These are the key concepts you need to understand to accurately answer the question.

Gravitational Potential Energy
Gravitational potential energy is the energy an object possesses due to its position in a gravitational field. It depends on three key factors: the mass of the object, the gravitational force acting on it, and the height from which it is dropped. In mathematical terms, it is expressed by the formula:
  • \( PE = mgh \)
where:
  • \( m \) is the mass of the object in kilograms,
  • \( g \) is the acceleration due to gravity (approximately \( 9.8 \, \text{m/s}^2 \) on Earth),
  • \( h \) is the height in meters from which the object is dropped.

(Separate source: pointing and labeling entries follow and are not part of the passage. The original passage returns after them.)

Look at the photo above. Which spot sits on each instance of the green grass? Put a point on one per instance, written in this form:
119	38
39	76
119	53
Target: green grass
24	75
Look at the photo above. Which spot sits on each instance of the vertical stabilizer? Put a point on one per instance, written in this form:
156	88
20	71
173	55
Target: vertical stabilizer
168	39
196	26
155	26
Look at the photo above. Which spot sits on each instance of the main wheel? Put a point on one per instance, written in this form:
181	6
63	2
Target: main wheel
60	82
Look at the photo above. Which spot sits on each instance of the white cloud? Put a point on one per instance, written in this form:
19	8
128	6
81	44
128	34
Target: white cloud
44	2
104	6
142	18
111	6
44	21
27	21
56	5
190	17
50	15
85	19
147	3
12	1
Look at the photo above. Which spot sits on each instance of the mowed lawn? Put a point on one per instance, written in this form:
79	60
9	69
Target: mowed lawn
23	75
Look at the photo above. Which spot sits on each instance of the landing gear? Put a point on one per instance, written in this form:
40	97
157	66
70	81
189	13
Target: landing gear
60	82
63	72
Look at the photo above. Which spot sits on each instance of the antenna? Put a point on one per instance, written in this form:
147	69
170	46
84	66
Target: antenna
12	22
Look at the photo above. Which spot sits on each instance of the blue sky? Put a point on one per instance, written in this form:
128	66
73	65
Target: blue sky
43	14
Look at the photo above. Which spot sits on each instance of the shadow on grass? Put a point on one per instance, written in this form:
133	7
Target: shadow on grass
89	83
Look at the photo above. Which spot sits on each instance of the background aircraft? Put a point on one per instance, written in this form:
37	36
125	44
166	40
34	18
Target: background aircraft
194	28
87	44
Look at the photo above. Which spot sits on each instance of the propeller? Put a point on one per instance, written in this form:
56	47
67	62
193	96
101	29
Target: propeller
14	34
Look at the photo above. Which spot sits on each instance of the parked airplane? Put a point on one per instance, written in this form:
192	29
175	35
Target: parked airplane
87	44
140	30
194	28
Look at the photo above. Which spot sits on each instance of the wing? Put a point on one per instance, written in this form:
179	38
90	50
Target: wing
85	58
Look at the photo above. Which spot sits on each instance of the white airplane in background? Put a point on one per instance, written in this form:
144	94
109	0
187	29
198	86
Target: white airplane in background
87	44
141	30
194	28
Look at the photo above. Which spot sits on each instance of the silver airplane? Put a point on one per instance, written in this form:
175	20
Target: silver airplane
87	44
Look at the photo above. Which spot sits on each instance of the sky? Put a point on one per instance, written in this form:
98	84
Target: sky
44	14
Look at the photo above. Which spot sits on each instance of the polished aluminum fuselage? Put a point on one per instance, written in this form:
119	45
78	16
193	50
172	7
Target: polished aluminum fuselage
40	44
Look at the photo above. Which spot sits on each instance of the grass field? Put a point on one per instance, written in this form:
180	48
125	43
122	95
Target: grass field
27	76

In the given exercise, understanding gravitational potential energy is critical as it is the initial form of energy the block possesses. When the block drops, this energy transforms completely into another form of energy when it impacts the spring. This is exactly what makes potential energy a dynamic component in the context of energy conservation, serving as a measurable bridge in the study of motion and force.
Elastic Potential Energy
Elastic potential energy is the potential energy stored in elastic materials, such as springs, when they are stretched or compressed. The formula for elastic potential energy in a spring is:
  • \( ext{Elastic Potential Energy} = \frac{1}{2} k x^2 \)
where:
  • \( k \) is the spring constant in newtons per meter (N/m), indicating the spring's stiffness,
  • \( x \) is the displacement or compression of the spring from its equilibrium position in meters.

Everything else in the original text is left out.